I think these tend to feel good because they specialize in something, and that seems to be curtailed a lot in PF2.

The weird thing about swashbuckler feats is that they're good but...for lack of a better way to put it...feel like they should be part of the base class?

Lots of the upgrades to opportune riposte are great, but it also doesn't come up (monsters are infamous for having high numbers and NOT critically missing much) enough that they feel justified in eating feat slots.


Swashbuckler has pretty good feats. Main problem is their panache mechanic can really short circuit the class. Their high level feats are definitely good, especially Perfect Finisher.


siegfriedliner wrote:
In terms of pure mechanical strength I would rate feats that improve your action economy as the best in the game and the fighter has probably the most of these in the game

As opposed to improving the effectiveness of you actions? Yes I largely agree.

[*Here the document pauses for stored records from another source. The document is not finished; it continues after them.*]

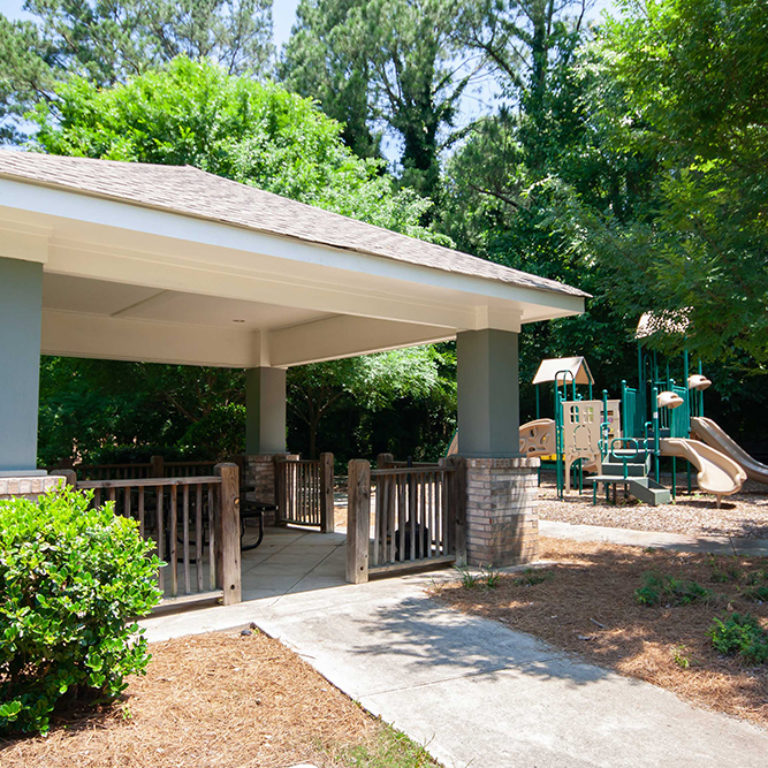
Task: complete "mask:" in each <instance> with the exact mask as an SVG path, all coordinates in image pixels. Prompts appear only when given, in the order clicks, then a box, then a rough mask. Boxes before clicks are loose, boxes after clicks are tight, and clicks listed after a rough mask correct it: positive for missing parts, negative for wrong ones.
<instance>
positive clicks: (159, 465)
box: [49, 456, 243, 481]
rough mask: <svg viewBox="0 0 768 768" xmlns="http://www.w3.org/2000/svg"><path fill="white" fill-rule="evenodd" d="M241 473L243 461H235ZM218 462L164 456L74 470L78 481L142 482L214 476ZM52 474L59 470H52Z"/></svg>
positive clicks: (94, 464)
mask: <svg viewBox="0 0 768 768" xmlns="http://www.w3.org/2000/svg"><path fill="white" fill-rule="evenodd" d="M234 463H235V464H237V465H238V467H239V469H240V472H241V473H242V471H243V461H242V459H241V458H240V457H237V459H236V460H234ZM216 464H217V462H216V461H211V460H205V459H202V460H193V461H166V460H165V459H164V458H163V457H162V456H152V457H151V458H150V460H149V461H138V462H133V463H129V462H125V463H120V464H75V465H74V466H73V467H72V469H73V470H74V472H75V474H76V475H77V479H78V480H86V481H93V480H141V479H143V478H148V477H195V476H200V475H212V474H213V468H214V467H215V466H216ZM49 471H51V472H56V471H58V470H56V469H51V470H49Z"/></svg>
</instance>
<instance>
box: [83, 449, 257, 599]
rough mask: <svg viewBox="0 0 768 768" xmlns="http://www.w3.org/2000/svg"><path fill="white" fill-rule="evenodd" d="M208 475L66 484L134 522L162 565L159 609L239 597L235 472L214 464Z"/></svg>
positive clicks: (241, 598)
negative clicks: (147, 542)
mask: <svg viewBox="0 0 768 768" xmlns="http://www.w3.org/2000/svg"><path fill="white" fill-rule="evenodd" d="M212 469H213V471H212V473H211V474H209V475H201V476H195V477H188V476H182V477H136V478H126V479H108V480H78V479H76V478H75V477H74V473H69V474H68V477H69V481H70V482H71V483H72V484H73V485H75V487H76V488H77V489H79V490H92V491H93V503H94V504H101V503H103V502H106V501H110V502H113V503H114V505H115V513H116V514H119V515H124V516H126V517H132V518H134V519H136V520H137V521H138V524H139V531H140V532H141V535H142V536H144V537H146V538H150V539H152V540H153V541H154V543H155V552H156V554H157V556H158V557H159V558H160V560H162V561H163V562H164V563H165V565H164V566H162V567H161V568H160V569H159V571H158V576H157V578H158V586H159V587H160V589H161V590H162V592H163V600H162V602H161V605H163V606H168V605H174V604H178V603H186V602H193V601H197V600H207V599H211V598H217V597H220V598H221V599H222V602H223V603H224V605H230V604H232V603H238V602H240V600H241V599H242V584H241V568H240V511H239V495H240V482H239V468H238V466H237V465H236V464H232V463H229V464H226V463H225V464H217V465H215V466H214V467H212Z"/></svg>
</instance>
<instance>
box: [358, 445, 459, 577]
mask: <svg viewBox="0 0 768 768" xmlns="http://www.w3.org/2000/svg"><path fill="white" fill-rule="evenodd" d="M465 497H466V474H465V465H464V462H463V460H462V459H460V458H459V457H451V458H449V459H444V460H442V461H441V463H440V464H439V465H430V466H420V467H407V468H403V467H393V468H386V469H376V470H373V471H371V468H370V464H369V463H368V462H367V461H364V460H354V461H351V462H350V463H349V504H348V508H347V581H349V582H351V583H353V584H359V583H361V582H364V581H367V580H368V578H369V576H376V575H386V574H393V575H394V574H396V573H400V572H402V571H406V570H413V569H415V568H432V567H438V566H440V565H447V564H450V563H454V562H459V563H460V564H463V563H464V562H465V561H466V536H465V509H466V500H465ZM372 508H373V509H372ZM371 523H373V524H371Z"/></svg>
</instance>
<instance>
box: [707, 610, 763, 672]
mask: <svg viewBox="0 0 768 768" xmlns="http://www.w3.org/2000/svg"><path fill="white" fill-rule="evenodd" d="M708 634H709V637H710V639H711V640H712V645H713V647H714V648H715V650H716V651H718V652H719V653H722V654H724V655H726V656H739V658H741V659H742V660H743V661H745V662H747V663H748V664H765V663H768V632H766V631H765V630H764V629H763V628H762V627H761V626H760V622H759V621H758V620H757V619H756V618H755V617H754V616H753V615H752V614H751V613H732V614H731V615H730V616H728V615H726V616H724V617H723V618H722V619H717V618H716V619H715V620H714V622H713V624H712V626H711V627H710V628H709V633H708Z"/></svg>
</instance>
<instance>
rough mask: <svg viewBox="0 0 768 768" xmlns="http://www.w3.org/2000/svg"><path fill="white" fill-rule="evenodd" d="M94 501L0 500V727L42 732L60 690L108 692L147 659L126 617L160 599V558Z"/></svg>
mask: <svg viewBox="0 0 768 768" xmlns="http://www.w3.org/2000/svg"><path fill="white" fill-rule="evenodd" d="M91 498H92V494H91V493H82V492H77V491H75V490H73V489H71V488H62V489H58V490H56V491H52V492H50V493H48V494H46V495H44V496H41V497H40V499H39V500H38V501H29V500H26V499H21V498H16V499H13V500H10V501H5V502H0V595H2V596H3V601H2V604H0V733H11V732H35V731H37V732H41V733H44V732H46V731H47V730H48V728H49V724H50V716H51V713H52V712H53V709H54V707H55V706H56V703H57V702H58V701H59V700H60V699H61V698H62V697H64V696H70V697H71V696H80V695H83V694H86V693H88V694H94V695H95V696H100V697H102V698H112V697H115V696H116V695H117V694H119V693H120V691H122V690H123V689H124V688H125V687H126V683H124V682H123V679H124V677H125V675H128V674H131V673H143V672H144V670H145V668H146V665H147V663H148V661H149V658H150V656H149V654H148V652H147V643H146V639H145V638H144V637H143V636H142V632H140V631H139V628H138V626H137V624H136V623H135V621H133V619H134V618H135V617H139V616H143V615H146V614H147V613H148V612H149V611H150V610H151V609H152V607H153V606H154V605H155V604H156V603H157V601H158V600H159V598H160V593H159V591H158V589H157V586H156V583H155V574H156V572H157V568H158V566H159V564H160V563H159V561H158V559H157V557H155V556H154V555H151V554H150V551H151V549H152V543H151V542H148V541H145V540H144V539H142V538H141V536H140V535H139V532H138V526H137V524H136V522H135V521H134V520H129V519H127V518H124V517H119V516H115V514H114V509H113V505H112V504H111V503H107V504H105V505H104V506H102V507H99V508H96V509H94V508H90V502H91Z"/></svg>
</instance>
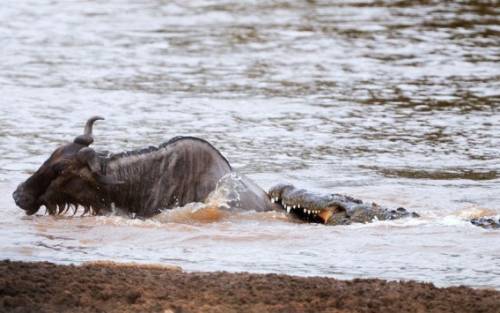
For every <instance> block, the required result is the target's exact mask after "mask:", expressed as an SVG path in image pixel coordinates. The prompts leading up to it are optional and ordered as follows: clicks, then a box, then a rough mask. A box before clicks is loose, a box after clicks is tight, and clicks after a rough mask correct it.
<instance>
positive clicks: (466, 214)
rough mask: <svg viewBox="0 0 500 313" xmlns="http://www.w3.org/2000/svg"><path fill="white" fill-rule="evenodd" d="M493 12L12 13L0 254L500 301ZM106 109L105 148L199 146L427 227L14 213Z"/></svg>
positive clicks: (190, 8)
mask: <svg viewBox="0 0 500 313" xmlns="http://www.w3.org/2000/svg"><path fill="white" fill-rule="evenodd" d="M495 3H496V4H495ZM499 18H500V9H499V7H498V3H497V2H496V1H460V3H458V2H447V1H446V2H445V1H369V0H367V1H355V0H353V1H319V0H318V1H298V0H297V1H232V0H228V1H208V0H207V1H202V0H193V1H155V0H152V1H53V0H51V1H45V0H36V1H8V2H5V3H3V4H2V7H1V8H0V44H1V49H0V58H1V61H0V94H1V98H0V155H1V156H2V157H1V159H0V213H1V216H2V219H1V221H0V237H1V238H2V240H1V241H0V242H1V243H0V257H1V258H2V259H3V258H10V259H16V260H26V261H28V260H29V261H40V260H46V261H52V262H57V263H79V262H84V261H92V260H103V259H105V260H114V261H134V262H140V263H165V264H175V265H179V266H181V267H183V268H184V269H185V270H187V271H216V270H227V271H250V272H275V273H287V274H293V275H304V276H311V275H320V276H332V277H337V278H342V279H348V278H353V277H378V278H385V279H403V280H406V279H416V280H419V281H429V282H433V283H435V284H437V285H438V286H449V285H459V284H464V285H468V286H474V287H492V288H496V289H500V250H499V245H500V231H498V230H485V229H481V228H478V227H475V226H472V225H471V224H470V223H469V222H467V219H468V218H470V217H472V216H483V215H498V214H500V192H499V191H500V114H499V113H500V112H499V111H500V110H499V108H500V66H499V61H500V20H499ZM97 114H98V115H103V116H105V117H106V118H107V119H106V121H100V122H98V123H97V124H96V127H95V132H94V133H95V138H96V141H95V144H94V146H95V148H96V149H107V150H111V151H116V152H119V151H122V150H127V149H135V148H140V147H143V146H147V145H156V144H159V143H161V142H164V141H166V140H168V139H169V138H171V137H173V136H177V135H194V136H200V137H202V138H205V139H207V140H209V141H210V142H211V143H213V145H214V146H216V147H217V148H218V149H220V151H221V152H222V153H223V154H224V155H225V156H227V158H228V159H229V161H230V162H231V163H232V165H233V166H234V167H235V168H238V169H239V170H240V171H241V172H242V173H244V174H246V175H248V176H249V177H251V178H252V179H254V180H255V181H256V182H257V183H258V184H259V185H261V186H262V187H263V188H266V189H267V188H269V187H271V186H272V185H273V184H276V183H280V182H289V183H293V184H295V185H297V186H299V187H302V188H306V189H309V190H312V191H315V192H319V193H331V192H339V193H346V194H349V195H352V196H355V197H357V198H361V199H363V200H365V201H375V202H377V203H379V204H382V205H384V206H387V207H399V206H403V207H405V208H409V209H411V210H414V211H417V212H419V213H420V214H421V215H422V217H421V218H419V219H406V220H399V221H391V222H375V223H371V224H366V225H363V224H361V225H352V226H338V227H327V226H323V225H313V224H299V223H294V222H291V221H289V220H288V219H287V217H286V216H285V215H283V214H279V213H255V212H246V213H228V212H220V211H213V210H211V209H204V208H203V207H202V208H201V209H200V206H201V205H200V204H192V205H188V206H186V207H184V208H179V209H176V210H173V211H172V212H168V213H164V214H161V215H160V216H158V217H156V218H154V219H150V220H145V221H141V220H132V219H125V218H121V217H115V216H111V217H58V218H54V217H49V216H42V215H38V216H32V217H26V216H24V214H23V212H22V211H21V210H20V209H18V208H16V206H15V204H14V202H13V200H12V198H11V193H12V191H13V190H14V189H15V187H16V185H17V184H18V183H19V182H21V181H23V180H24V179H26V178H27V177H28V175H29V174H30V173H32V172H33V171H34V170H36V169H37V168H38V166H39V165H40V164H41V163H42V162H43V161H44V160H45V159H46V158H47V157H48V156H49V154H50V153H51V152H52V151H53V150H54V149H55V148H56V147H57V146H58V145H60V144H62V143H64V142H67V141H70V140H72V139H73V138H74V136H76V135H78V134H80V133H81V131H82V125H83V123H84V121H85V120H86V118H88V117H89V116H92V115H97ZM41 212H43V211H41Z"/></svg>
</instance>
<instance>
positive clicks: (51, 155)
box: [12, 116, 111, 215]
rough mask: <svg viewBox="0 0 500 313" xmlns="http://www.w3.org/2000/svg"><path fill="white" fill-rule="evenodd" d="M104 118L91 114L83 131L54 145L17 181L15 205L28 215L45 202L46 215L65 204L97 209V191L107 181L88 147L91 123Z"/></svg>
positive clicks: (91, 142)
mask: <svg viewBox="0 0 500 313" xmlns="http://www.w3.org/2000/svg"><path fill="white" fill-rule="evenodd" d="M103 119H104V118H102V117H99V116H94V117H92V118H90V119H89V120H88V121H87V123H86V125H85V130H84V134H83V135H80V136H78V137H76V138H75V139H74V141H73V142H72V143H69V144H66V145H64V146H61V147H59V148H57V149H56V150H55V151H54V152H53V153H52V155H51V156H50V157H49V159H48V160H46V161H45V162H44V163H43V164H42V166H41V167H40V168H39V169H38V170H37V171H36V172H35V173H34V174H33V175H31V177H29V178H28V179H27V180H26V181H25V182H23V183H21V184H20V185H19V186H18V187H17V189H16V191H14V193H13V194H12V196H13V198H14V201H15V202H16V204H17V205H18V206H19V207H21V208H22V209H23V210H24V211H26V214H28V215H32V214H34V213H36V212H37V211H38V209H39V208H40V207H41V206H42V205H45V207H46V208H47V210H48V212H49V214H59V213H61V212H63V211H64V210H65V209H67V208H68V206H69V205H71V204H73V205H82V206H84V207H86V208H88V207H93V208H95V209H99V208H100V207H102V206H103V199H102V196H101V195H100V193H101V192H100V191H101V189H102V187H103V185H104V184H107V183H111V180H110V179H109V178H108V177H106V176H104V175H102V172H101V162H100V158H99V157H98V155H97V154H96V152H95V151H94V150H93V149H92V148H89V145H90V144H91V143H92V142H93V141H94V139H93V137H92V126H93V124H94V122H95V121H97V120H103Z"/></svg>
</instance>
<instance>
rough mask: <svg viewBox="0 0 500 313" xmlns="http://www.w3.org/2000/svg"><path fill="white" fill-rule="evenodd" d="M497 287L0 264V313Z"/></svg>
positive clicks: (364, 295) (439, 293) (87, 264)
mask: <svg viewBox="0 0 500 313" xmlns="http://www.w3.org/2000/svg"><path fill="white" fill-rule="evenodd" d="M499 310H500V291H495V290H477V289H472V288H468V287H463V286H460V287H449V288H437V287H435V286H434V285H433V284H430V283H418V282H413V281H410V282H388V281H384V280H380V279H354V280H352V281H342V280H336V279H333V278H323V277H295V276H287V275H277V274H265V275H264V274H248V273H225V272H212V273H184V272H182V271H181V270H180V269H178V268H175V267H162V266H139V265H118V264H116V263H105V262H104V263H94V264H86V265H81V266H74V265H55V264H52V263H47V262H37V263H27V262H13V261H0V312H162V313H167V312H168V313H171V312H177V313H178V312H259V313H261V312H287V313H293V312H315V313H316V312H343V313H347V312H386V313H389V312H397V313H400V312H467V313H470V312H499Z"/></svg>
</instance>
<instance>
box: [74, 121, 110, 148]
mask: <svg viewBox="0 0 500 313" xmlns="http://www.w3.org/2000/svg"><path fill="white" fill-rule="evenodd" d="M98 120H104V117H101V116H92V117H91V118H89V119H88V120H87V123H85V129H84V130H83V135H80V136H78V137H76V138H75V140H74V143H78V144H81V145H84V146H89V145H90V144H91V143H93V142H94V138H93V137H92V126H94V123H95V121H98Z"/></svg>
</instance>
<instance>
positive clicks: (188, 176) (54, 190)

The system limit of only having a few types of bonuses and penalties means that you can only improve the effectiveness of actions by so much.

Improving your action economy can be done in many ways:
Actions that are done for free or extra actions in a bundle
Getting around MAP to make your second and third actions more useful
Making your reaction into something effective
Gaining more actions/reactions

siegfriedliner wrote:
So I was wondering what other class had as good a feat setup as the fighter at high level?

Fighter is the best otherwise:

Champion has a bit.
Swashbuckler. But they are hampered a bit by the action costs of gaining panache.
Caster wise it is fairly standard apart from Bard which gets some action compression in Lingering Composition.

siegfriedliner wrote:
are there any feats that are more powerful than action economy ones I mentioned ?

There are some in archetypes. Mature Animal Companions used as mounts, Flurry of Blows from monk is available at level 10, Tiller's Aid from Bellflower Tiller.

There are a few other things like SpellStrike and Sure Strike to consider.


Deriven Firelion wrote:
Swashbuckler has pretty good feats. Main problem is their panache mechanic can really short circuit the class. Their high level feats are definitely good, especially Perfect Finisher.

I am really curious about the remaster swashbuckler they felt really close before but some stuff just didn't quiet gel.


kaid wrote:
Deriven Firelion wrote:
Swashbuckler has pretty good feats. Main problem is their panache mechanic can really short circuit the class. Their high level feats are definitely good, especially Perfect Finisher.
I am really curious about the remaster swashbuckler they felt really close before but some stuff just didn't quiet gel.

I agree. About all they need is a panache generation fix to make it more reliable and that class should be good to go.


Swashbuckler damage will still be low before they get striking runes, but being weak early on is something surmountable if later on they really get going.

I hope they stick the landing with Swashbuckler, it is such a cool class fantasy and the mechanical niche has always been super interesting, just held back by how feast or famine panache is. Bravado is a really promising trait, but it won't mean much if the feats with it suck.


Due to swash weapons their damage will always be low, even on turns where I was hitting with a finisher every round it was just alright.
Changing reflexive repost/inexhaustible counter moves to work with any class feat like Cheat death or RS and add some new reactions would help put them up with fighter and champion of being able to build for interesting reactions that you can make play styles around. A bravado reaction would be great for builds trying to get the optimal two attacks per round.

I feel swash and monk could turn out much more useful with the right changes. Here's hoping.

Summoners have great ways to interact with action economy and can build for different things so long as you understand you can't pickup out of class things for your eidolon.

Thaums seem like they can build up to very different play styles depending on implements. Haven't seen any in higher play though.